Award Winners
Cecil Hemley Memorial Award - 2020
Traci Brimhall
Finalists
Tyler Mills
JinJin Xu
Doctrine of Signatures
Michael from Adams eyes the Filme remov'd
Which that false Fruit that promis'd clearer sight
—Paradise Lost
Because the droop of its fruit resembles lungs,
fistfuls of grapes for breath—the asthma wheeze
now sweet. Because ginseng appears human
and ancient, our aches believe in forever. Because,
for centuries, translating pain proved difficult
and because no other answer announced itself,
great medical minds assumed nature must be a public
and universal manuscript of healing, each hairy root
an analog for the body and its hurts. Because eyebright
blooms into such an obvious signature, the archangel
Michael gave Adam the mirror of his complaint.

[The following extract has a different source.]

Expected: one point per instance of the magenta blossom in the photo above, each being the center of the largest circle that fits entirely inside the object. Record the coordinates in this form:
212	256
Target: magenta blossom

My mother sees the tomato’s chambers as a heart
and scoops seeds with her tongue, her cardio myopathy
still, still a weep of ticking. Because walnut wrinkles
seem like they could make me wise, a bowl next to this
year’s unjointed taxes. And I’m beginning to believe
my tinnitus can be cured with a mushroom that curls
and folds like helix, pinna, concha. If what needs curing
is the vengeance in me, I prescribe myself bullhorn acacia.

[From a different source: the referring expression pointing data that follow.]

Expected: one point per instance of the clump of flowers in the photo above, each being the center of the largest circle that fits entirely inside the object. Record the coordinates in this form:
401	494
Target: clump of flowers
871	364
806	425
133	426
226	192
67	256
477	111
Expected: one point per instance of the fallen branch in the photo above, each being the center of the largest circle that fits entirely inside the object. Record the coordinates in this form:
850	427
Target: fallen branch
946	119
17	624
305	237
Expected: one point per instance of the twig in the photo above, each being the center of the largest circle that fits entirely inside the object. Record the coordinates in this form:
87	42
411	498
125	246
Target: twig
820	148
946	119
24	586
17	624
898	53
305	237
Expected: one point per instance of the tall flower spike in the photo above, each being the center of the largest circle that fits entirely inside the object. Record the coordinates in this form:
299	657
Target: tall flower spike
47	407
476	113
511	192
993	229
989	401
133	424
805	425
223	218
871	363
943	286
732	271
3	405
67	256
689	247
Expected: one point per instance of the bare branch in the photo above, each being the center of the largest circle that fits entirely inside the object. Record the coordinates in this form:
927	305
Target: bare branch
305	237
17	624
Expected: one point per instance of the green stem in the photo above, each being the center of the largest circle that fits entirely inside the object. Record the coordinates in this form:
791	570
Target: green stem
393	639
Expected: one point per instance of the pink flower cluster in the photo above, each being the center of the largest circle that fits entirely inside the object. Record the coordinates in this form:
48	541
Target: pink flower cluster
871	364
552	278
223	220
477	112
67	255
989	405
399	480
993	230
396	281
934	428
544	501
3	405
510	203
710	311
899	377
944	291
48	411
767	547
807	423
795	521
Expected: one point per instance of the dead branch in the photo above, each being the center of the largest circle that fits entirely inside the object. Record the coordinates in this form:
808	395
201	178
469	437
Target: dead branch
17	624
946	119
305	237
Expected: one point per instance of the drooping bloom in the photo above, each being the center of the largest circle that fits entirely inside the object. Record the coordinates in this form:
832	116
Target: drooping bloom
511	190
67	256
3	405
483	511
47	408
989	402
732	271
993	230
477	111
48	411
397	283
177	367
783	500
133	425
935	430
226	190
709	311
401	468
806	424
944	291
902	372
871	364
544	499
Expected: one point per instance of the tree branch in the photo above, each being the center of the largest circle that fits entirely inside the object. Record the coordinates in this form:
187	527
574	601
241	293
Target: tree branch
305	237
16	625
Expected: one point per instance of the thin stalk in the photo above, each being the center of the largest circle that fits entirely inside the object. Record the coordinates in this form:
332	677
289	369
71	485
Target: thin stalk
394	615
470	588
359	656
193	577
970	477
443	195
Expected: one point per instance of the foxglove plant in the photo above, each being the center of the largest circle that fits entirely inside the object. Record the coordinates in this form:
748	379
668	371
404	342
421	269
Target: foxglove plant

If what needs curing is the shoebox of anniversary cards
in the closet, then the manchineel and its apple sick
with poisoned milk. And if what needs curing is
my godlessness, the stab of clove in an orange to say
I don’t believe in resurrection, but I do believe in
temptation’s slow smoke and season, its bright illegal
kiss. If what needs healing is memory, my tattoo
shaved off my ribs and gauzed over my eye. If what
heals is alive, let me name it, let me bite it, let what is
hiding in the tree watch me. And then let it sing.
Sally Wen Mao on Traci Brimhall
The best poems are my teachers. I love seeking random facts and delightfully weird phenomena and ephemera as my muses. Poetry can shape a piece of knowledge or history into a sinuous, elastic lyric, so that sometimes we forget we are learning. In “Doctrine of Signatures,” Traci Brimhall weaves a long-outdated system of medical knowledge into the narrative of her poem, unearthing new wonders: “Because ginseng appears human/and ancient, our aches believe in forever…each hairy root/an analog for the body and its hurts.”

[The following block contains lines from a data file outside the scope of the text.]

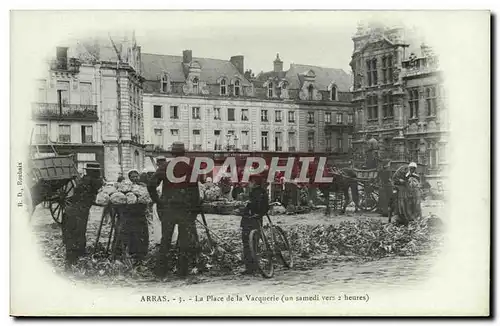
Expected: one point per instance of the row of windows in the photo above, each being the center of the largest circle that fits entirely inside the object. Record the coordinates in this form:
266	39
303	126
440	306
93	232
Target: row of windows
231	115
64	134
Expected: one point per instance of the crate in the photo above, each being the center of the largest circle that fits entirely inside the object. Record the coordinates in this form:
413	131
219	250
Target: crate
54	168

I learned from this poem that a doctrine of signatures, dating back to ancient times, is a practice or doctrine where people used the shape and look of plants to divine medicinal properties. It has long been debunked as a pseudoscience. Brimhall writes, “If what needs curing/is the vengeance in me, I prescribe myself bullhorn acacia…if what needs curing is the shoebox of anniversary cards/in the closet, then the manchineel.” Here, the poem acts as both field guide and personal inventory of loss, playing with the mythologies around healing and false medicine. This knowledge feeds the reader's discovery of the speaker’s life—her hurts, her sorrows, her afflictions. In the quest for understanding our own traumas, our own bodies, we have been so wrong, over and over again. Where can we find the value in such failures? Therein lies the tension of this poem—and its role: the capacity for hope, despite all the ways we have failed.